We are very pleased to announce that our group got 4 demo/poster papers accepted for presentation at ISWC 2018 : The 17th International Semantic Web Conference, which will be held on October 8 – 12, 2018 in Monterey, California, USA.
The International Semantic Web Conference (ISWC) is the premier international forum where Semantic Web / Linked Data researchers, practitioners, and industry specialists come together to discuss, advance, and shape the future of semantic technologies on the web, within enterprises and in the context of the public institution.
Here is the list of the accepted papers with their abstract:
- “STATisfy Me: What are my Stats?” by Gezim Sejdiu, Ivan Ermilov, Mohamed Nadjib Mami and Jens Lehmann
Abstract: The increasing adoption of the Linked Data format, RDF, over the last two decades has brought new opportunities.
It has also raised new challenges though, especially when it comes to managing and processing large amounts of RDF data. In particular, assessing the internal structure of a data set is important, since it enables users to understand the data better. One prominent way of assessment is computing statistics about the instances and schema of a data set. However, computing statistics of large RDF data is computationally expensive.

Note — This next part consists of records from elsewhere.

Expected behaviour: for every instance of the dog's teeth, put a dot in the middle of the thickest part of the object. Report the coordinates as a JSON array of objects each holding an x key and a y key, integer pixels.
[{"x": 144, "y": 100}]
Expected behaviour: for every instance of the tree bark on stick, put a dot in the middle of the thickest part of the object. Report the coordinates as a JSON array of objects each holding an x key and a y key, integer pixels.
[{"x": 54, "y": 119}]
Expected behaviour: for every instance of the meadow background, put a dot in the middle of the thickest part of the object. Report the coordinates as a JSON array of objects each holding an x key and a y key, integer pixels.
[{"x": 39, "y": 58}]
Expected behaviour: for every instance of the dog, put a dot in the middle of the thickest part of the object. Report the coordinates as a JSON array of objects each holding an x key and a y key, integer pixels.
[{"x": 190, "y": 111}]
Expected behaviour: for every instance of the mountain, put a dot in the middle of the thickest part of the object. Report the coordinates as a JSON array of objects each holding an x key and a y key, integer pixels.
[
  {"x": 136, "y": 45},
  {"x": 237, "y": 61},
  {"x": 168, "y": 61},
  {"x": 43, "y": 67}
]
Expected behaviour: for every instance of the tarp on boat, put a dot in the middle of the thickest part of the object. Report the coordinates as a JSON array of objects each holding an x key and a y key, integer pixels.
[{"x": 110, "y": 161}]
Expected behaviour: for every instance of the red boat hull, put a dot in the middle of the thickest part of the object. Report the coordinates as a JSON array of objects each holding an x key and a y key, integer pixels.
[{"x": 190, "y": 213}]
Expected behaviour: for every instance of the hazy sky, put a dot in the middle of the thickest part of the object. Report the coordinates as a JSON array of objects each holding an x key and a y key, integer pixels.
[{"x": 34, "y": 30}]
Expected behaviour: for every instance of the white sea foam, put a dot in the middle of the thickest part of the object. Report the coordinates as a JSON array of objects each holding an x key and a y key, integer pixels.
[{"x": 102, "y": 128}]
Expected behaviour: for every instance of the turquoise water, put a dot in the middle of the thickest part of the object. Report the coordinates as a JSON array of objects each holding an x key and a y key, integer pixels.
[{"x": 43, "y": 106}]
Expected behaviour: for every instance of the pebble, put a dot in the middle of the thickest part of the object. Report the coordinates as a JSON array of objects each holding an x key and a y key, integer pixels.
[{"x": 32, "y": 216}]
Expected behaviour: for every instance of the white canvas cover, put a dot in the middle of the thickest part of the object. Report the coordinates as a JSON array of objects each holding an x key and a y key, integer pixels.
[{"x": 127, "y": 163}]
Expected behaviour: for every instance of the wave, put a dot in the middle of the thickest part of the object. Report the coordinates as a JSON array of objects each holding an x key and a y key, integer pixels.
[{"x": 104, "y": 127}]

To overcome this challenging situation, we previously built DistLODStats, a framework for parallel calculation of 32 statistical criteria over large RDF datasets, based on Apache Spark. Running DistLODStats is, thus, done via submitting jobs to a Spark cluster. Often times, this process is done manually, either by connecting to the cluster machine or via a dedicated resource manager. This approach is inconvenient as it requires acquiring new software skills as well as the direct interaction of users with the cluster.

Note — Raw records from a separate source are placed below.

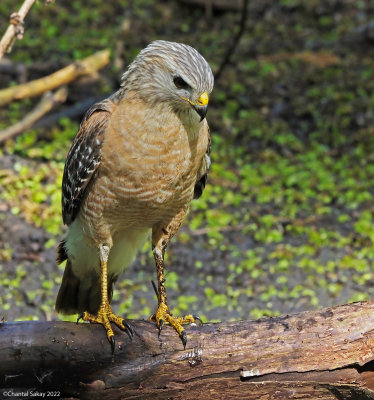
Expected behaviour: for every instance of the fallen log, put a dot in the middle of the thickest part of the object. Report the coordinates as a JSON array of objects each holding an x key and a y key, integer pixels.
[{"x": 322, "y": 354}]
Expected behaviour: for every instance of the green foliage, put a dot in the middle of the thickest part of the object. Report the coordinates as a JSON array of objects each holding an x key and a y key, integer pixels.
[{"x": 287, "y": 215}]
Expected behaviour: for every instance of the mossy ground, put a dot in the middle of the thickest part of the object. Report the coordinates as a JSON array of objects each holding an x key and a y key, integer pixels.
[{"x": 286, "y": 221}]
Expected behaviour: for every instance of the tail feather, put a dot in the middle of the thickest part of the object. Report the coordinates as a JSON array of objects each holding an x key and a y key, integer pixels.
[{"x": 78, "y": 295}]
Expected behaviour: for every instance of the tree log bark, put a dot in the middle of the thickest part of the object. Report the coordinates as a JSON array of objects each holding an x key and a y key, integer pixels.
[
  {"x": 59, "y": 78},
  {"x": 322, "y": 354}
]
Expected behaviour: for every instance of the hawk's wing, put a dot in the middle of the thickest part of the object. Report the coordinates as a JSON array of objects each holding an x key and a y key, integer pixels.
[
  {"x": 84, "y": 157},
  {"x": 203, "y": 171}
]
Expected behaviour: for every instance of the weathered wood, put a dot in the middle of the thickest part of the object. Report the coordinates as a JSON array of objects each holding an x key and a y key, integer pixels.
[
  {"x": 322, "y": 354},
  {"x": 59, "y": 78}
]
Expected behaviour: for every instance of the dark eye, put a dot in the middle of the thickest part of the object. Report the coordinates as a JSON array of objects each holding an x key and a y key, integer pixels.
[{"x": 180, "y": 83}]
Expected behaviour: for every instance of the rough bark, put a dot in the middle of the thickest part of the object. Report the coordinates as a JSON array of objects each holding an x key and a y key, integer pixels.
[
  {"x": 59, "y": 78},
  {"x": 323, "y": 354}
]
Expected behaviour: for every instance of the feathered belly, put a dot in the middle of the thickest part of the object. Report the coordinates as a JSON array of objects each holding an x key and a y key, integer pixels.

In order to make the use of DistLODStats easier, we propose in this paper an approach for triggering RDF statistics calculation remotely simply using HTTP requests. DistLODStats is built as a plugin into the larger SANSA Framework and makes use of Apache Livy, a novel lightweight solution for interacting with Spark cluster via a REST Interface.
- “Joint Entity and Relation Linking using EARL” by Debayan Banerjee, Mohnish Dubey, Debanjan Chaudhuri and Jens Lehmann
Abstract: In order to answer natural language questions over knowledge graphs,most processing pipelines involve entity and relation linking. Traditionally, entity linking and relation linking have been performed either as dependent sequential tasks or independent parallel tasks. In this demo paper, we present EARL, which performs entity linking and relation linking as a joint single task. The system determines the best semantic connection between all keywords of the question by referring to the knowledge graph. This is achieved by exploiting the connection density between entity candidates and relation candidates. EARL uses bloom filters for faster retrieval of connection density and uses an extended label vocabulary for higher recall to improve the overall accuracy
- “Generating SPARQL Query Containment Benchmarks using the SQCFramework” by Muhammad Saleem , Qaiser Mehmood, Claus Stadler, Jens Lehmann and Axel-Cyrille Ngonga Ngomo
Abstract: In this demo paper, we present the interface of the SQCFramework, a SPARQL query containment benchmark generation framework. SQCFramework is able to generate customized SPARQL containment benchmarks from real SPARQL query logs. To this end, the framework makes use of different clustering techniques. It is flexible enough to generate benchmarks of varying sizes and complexities according to user-defined criteria on important SPARQL features for query containment benchmarking. We evaluate the usability of the interface by using the standard system usability scale questionnaire. Our overall usability score of 82.33 suggests that the online interface is consistent, easy to use, and the various functions of the system are well integrated.
- “Synthesizing a Knowledge Graph of Data Scientist Job Offers with MINTE+” by Mikhail Galkin, Diego Collarana, Mayesha Tasnim and Maria-Esther Vidal
Abstract: Data Scientist is one of the most sought-after jobs of this decade. In order to analyze the job market in this domain, interested institutions have to integrate numerous job advertising coming from heterogeneous Web sources e.g., job portals, company websites, professional community platforms such as StackOverflow, GitHub, etc. In this demo, we show the application of the RDF Molecule-Based Integration Framework MINTE+ in the domain-specific application of job market analysis. The use of RDF molecules for knowledge representation is a core element of the framework gives MINTE+ enough flexibility to integrate job advertising from different web resources and countries. Attendees will observe how exploration and analysis of the data science job market in Europe can be facilitated by synthesizing at query time a consolidated knowledge graph of job advertising. The demo is available at: https://github.com/RDF-Molecules/MINTE/blob/master/README.md#live-demo
This work has received funding from the EU Horizon 2020 projects BigDataEurope (GA 644564) and QROWD (GA no. 723088), the Marie Skłodowska-Curie action WDAqua(GA No 642795), and HOBBIT (GA. 688227), and (project SlideWiki, grant no. 688095), and the German Ministry of Education and Research (BMBF) in the context of the projects LiDaKrA (Linked-Data-basierte Kriminalanalyse, grant no. 13N13627) and InDaSpacePlus (grant no. 01IS17031).
Looking forward to seeing you at The ISWC 2018.